The three-pronged strategy helps improve after-tax returns, the earnings an investor gets to keep after the government has taken its share. “Tax issues are important in evaluating any investment,” said Joel Dickson, of Vanguard’s Investment Strategy Group. “Ultimately, your investment return is not just about how much you earn it’s about how much you keep.”

Taxes can reduce investment gains by 40 percent or more, after factoring in federal, state, and local income taxes, the alternative minimum tax and capital gains taxes according to Doug Lockwood, The Smarter Investor blogger. Tax-deferred and tax-free accounts, including IRAs, 401(k)s and annuities, allow earnings to compound tax-deferred until withdrawal. Most investors spend their IRAs and 401(k)s in retirement, when their tax burden is lower, said Lockwood. In some cases, contributions to IRAs and 401(k)s can be made on a pre-tax basis or can be tax deductible. Contributions made to Roth-style plans are not tax deductible, but earnings can be withdrawn tax free.

Tax efficient investing also involves strategic asset allocation that takes full advantage of the tax shelters offered by retirement and college savings plans. Investments yielding taxable gains – such as actively managed mutual funds and dividend paying stocks – can be housed in tax-advantaged funds. Investments yielding minimal taxable gains – such as federally tax-exempt municipal bonds and certain exchange-traded funds – can be allocated to accounts subject to taxes.

The third broad component of tax-efficient investing is trading with tax consequences in mind. Losses in taxable accounts can be harvested to offset investment gains, according to Dickson, of Vanguard, while trades yielding taxable gains can be concentrated in tax-sheltered accounts.
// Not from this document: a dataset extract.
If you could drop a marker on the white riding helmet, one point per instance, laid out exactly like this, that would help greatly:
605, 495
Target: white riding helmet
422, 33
Exchange-Traded Funds, or ETFs, are index-based pooled investments that offer tax efficiencies through relatively low turnover rates that tend to result in lower capital gains distributions.

Millionaire Corner research shows that savvy affluent investors employ tax efficient investing strategies, but even high net worth investors – those with investable assets of $5 million to $25 million – do not take full advantage of tax-advantaged accounts. Less than one-third invest in ETFs and fewer than half own municipal bonds, according to our fourth quarter study of financial product ownership. Though 92 percent have an IRA account, 58 percent have a 401(k) and 16 percent have a 529 college savings plan. A 529 can be a triple tax efficient investing option because investments not only grow tax free and are withdrawn tax free when used for approved purposes, but some states also allow tax breaks for contributions to the plans.